Déménagement en novembre
L’avenir n’est pas pour autant sombre sur tous les tableaux. À la mi-novembre, la mission locale emménagera dans de nouveaux locaux situés dans la Maison des services publics de Vénissy, propriété de la Ville. Ils seront un peu moins grands mais bien plus fonctionnels. « Nous disposerons d’une véritable salle informatique. L’ensemble sera plus moderne, plus adapté à l’accueil des jeunes et donnera plus d’importance au centre de ressources interne. En un mot tout sera optimisé, grâce à une étude de plusieurs mois menée avec les services de la Ville, détaille Martial Guiguet. La proximité des services de la mairie et des travailleurs sociaux de la Métropole nous permettra aussi d’être plus efficaces. »

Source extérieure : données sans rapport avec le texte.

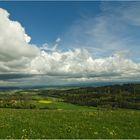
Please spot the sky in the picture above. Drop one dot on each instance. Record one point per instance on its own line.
(65, 42)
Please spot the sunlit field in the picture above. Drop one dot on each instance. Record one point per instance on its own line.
(36, 114)
(27, 123)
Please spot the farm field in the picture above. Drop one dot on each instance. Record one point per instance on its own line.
(65, 114)
(34, 123)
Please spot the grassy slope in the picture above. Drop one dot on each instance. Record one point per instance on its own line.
(69, 123)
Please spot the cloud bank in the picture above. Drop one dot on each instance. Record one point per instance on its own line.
(18, 56)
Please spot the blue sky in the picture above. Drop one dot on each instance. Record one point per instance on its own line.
(64, 42)
(45, 21)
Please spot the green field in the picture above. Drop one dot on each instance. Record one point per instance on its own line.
(72, 123)
(51, 117)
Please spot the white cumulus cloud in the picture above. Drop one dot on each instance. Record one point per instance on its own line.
(17, 55)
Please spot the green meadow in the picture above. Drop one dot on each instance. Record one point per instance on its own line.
(29, 115)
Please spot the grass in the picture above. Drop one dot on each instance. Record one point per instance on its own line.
(53, 118)
(27, 123)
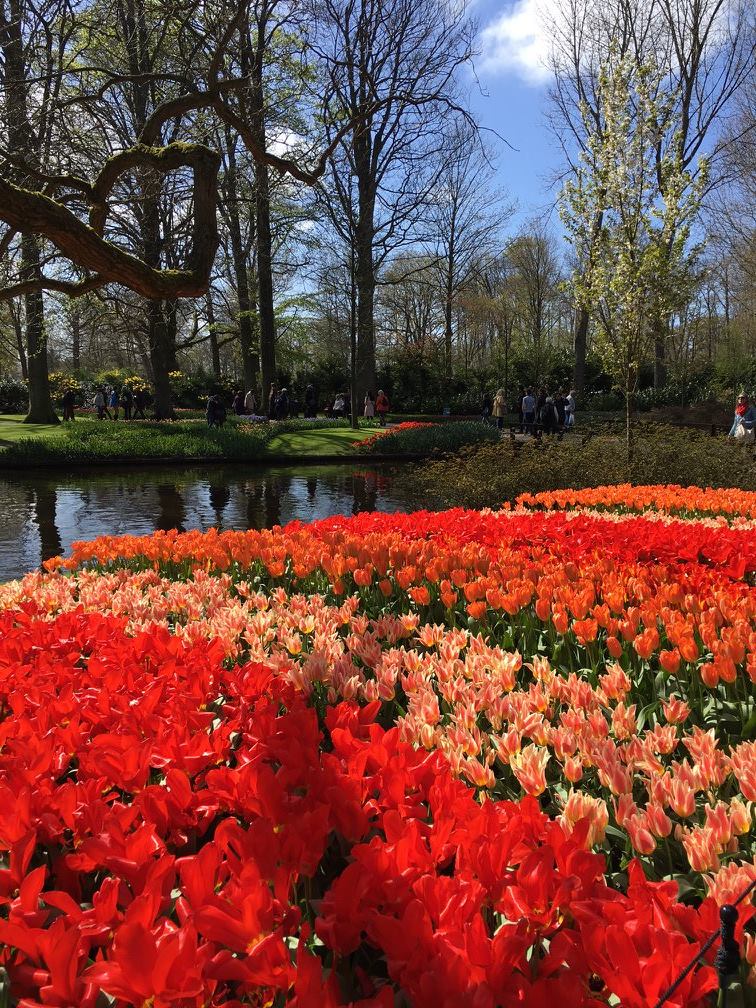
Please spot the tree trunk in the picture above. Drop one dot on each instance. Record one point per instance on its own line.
(265, 306)
(40, 401)
(448, 331)
(20, 348)
(161, 358)
(629, 424)
(215, 349)
(76, 339)
(581, 346)
(354, 393)
(20, 138)
(449, 304)
(659, 362)
(241, 272)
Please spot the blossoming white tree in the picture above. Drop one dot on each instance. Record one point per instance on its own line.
(639, 261)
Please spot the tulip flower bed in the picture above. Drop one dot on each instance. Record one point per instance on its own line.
(469, 758)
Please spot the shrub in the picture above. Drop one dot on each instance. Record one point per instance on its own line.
(490, 475)
(429, 438)
(13, 395)
(60, 383)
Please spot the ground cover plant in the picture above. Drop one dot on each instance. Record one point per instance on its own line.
(417, 437)
(470, 758)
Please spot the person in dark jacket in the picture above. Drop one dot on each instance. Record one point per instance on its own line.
(69, 404)
(282, 404)
(310, 402)
(126, 401)
(486, 407)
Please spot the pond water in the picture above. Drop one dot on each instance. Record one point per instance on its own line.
(41, 514)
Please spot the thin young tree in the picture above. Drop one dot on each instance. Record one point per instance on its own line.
(705, 51)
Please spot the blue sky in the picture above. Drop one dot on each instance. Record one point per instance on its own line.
(513, 78)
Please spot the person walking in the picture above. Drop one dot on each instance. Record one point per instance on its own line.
(528, 411)
(381, 406)
(339, 409)
(68, 402)
(100, 403)
(745, 420)
(486, 407)
(570, 408)
(127, 399)
(140, 400)
(310, 402)
(549, 416)
(559, 401)
(540, 402)
(499, 408)
(282, 405)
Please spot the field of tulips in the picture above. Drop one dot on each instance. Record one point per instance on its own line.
(469, 758)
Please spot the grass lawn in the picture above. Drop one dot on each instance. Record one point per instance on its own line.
(338, 441)
(12, 428)
(88, 439)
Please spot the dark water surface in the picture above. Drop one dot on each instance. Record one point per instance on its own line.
(41, 514)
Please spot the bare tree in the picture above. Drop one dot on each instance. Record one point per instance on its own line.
(466, 221)
(392, 68)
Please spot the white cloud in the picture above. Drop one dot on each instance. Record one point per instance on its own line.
(517, 41)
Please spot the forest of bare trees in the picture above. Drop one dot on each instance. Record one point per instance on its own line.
(255, 190)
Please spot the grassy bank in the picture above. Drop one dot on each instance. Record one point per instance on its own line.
(88, 441)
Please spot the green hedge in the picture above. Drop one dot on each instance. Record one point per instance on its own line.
(490, 475)
(438, 438)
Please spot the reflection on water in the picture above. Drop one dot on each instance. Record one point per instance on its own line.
(40, 515)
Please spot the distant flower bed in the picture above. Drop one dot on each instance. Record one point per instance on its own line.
(413, 437)
(396, 429)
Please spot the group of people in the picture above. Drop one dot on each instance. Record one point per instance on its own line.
(538, 412)
(108, 400)
(281, 404)
(373, 406)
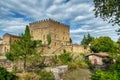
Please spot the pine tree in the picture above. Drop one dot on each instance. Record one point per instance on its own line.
(22, 48)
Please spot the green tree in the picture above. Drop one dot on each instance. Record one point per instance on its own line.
(22, 48)
(108, 10)
(65, 58)
(48, 39)
(105, 75)
(70, 40)
(5, 75)
(102, 44)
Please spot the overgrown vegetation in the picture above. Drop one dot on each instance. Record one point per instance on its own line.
(108, 10)
(87, 40)
(48, 39)
(103, 44)
(43, 75)
(23, 48)
(5, 75)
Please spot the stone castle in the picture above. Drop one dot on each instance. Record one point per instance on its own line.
(58, 32)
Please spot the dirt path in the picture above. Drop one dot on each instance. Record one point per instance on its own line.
(80, 74)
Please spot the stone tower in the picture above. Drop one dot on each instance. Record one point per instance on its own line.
(60, 34)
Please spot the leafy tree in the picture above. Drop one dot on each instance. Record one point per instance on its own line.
(86, 40)
(5, 75)
(102, 44)
(22, 48)
(108, 10)
(43, 75)
(49, 39)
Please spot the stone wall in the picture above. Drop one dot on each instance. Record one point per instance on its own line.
(60, 35)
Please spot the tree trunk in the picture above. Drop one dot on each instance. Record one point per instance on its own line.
(24, 66)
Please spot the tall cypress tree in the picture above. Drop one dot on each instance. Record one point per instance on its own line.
(22, 48)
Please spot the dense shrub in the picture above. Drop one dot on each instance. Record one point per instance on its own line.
(105, 75)
(5, 75)
(65, 58)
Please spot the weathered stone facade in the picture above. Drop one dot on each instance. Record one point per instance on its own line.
(60, 35)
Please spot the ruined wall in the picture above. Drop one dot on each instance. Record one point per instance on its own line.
(59, 33)
(78, 49)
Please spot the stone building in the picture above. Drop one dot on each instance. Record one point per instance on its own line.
(6, 41)
(59, 33)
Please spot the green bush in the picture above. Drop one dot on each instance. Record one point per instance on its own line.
(65, 58)
(5, 75)
(105, 75)
(48, 39)
(43, 75)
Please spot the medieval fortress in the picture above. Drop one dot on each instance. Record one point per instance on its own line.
(58, 32)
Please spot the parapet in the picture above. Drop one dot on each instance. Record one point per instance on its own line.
(47, 20)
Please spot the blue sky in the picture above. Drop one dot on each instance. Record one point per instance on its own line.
(78, 14)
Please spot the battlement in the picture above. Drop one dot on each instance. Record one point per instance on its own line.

Chômage : les jeunes toujours à la peine

À Vénissieux au 1er trimestre 2019, le nombre de chômeurs en catégorie A (sans emploi) a progressé de 0,6 % pour atteindre 5 715 personnes. Ce sont les jeunes (+2 %), les chômeurs de longue durée (+2 %) et les seniors (+4 %) qui paient le plus lourd tribut. Au 31 mars, 8 705 personnes étaient donc inscrites en catégories A, B et C confondues. La directrice de Pôle emploi Vénissieux, Corinne Nicolas, considère que la crise des Gilets jaunes pourrait avoir contribué à cette situation : « Notre public est principalement situé dans les premiers niveaux de qualification, qui sont les plus fragiles. Or nous savons que des contrats précaires n’ont pas été renouvelés, notamment dans la logistique ou dans la vente, et que des licenciements économiques ont eu lieu car certains chefs d’entreprise ont perdu des marchés ».
Et pour la suite ? « Nous avons actuellement des offres d’emploi, avec une activité soutenue au niveau de l’industrie et des services à la personne, répond Corinne Nicolas. Mais la grande distribution et la restauration restent en retrait, sachant qu’elles proposent souvent des contrats courts, qui servent de marchepied à la population de Vénissieux. » Pour la reprise, il faudra donc s’armer de patience.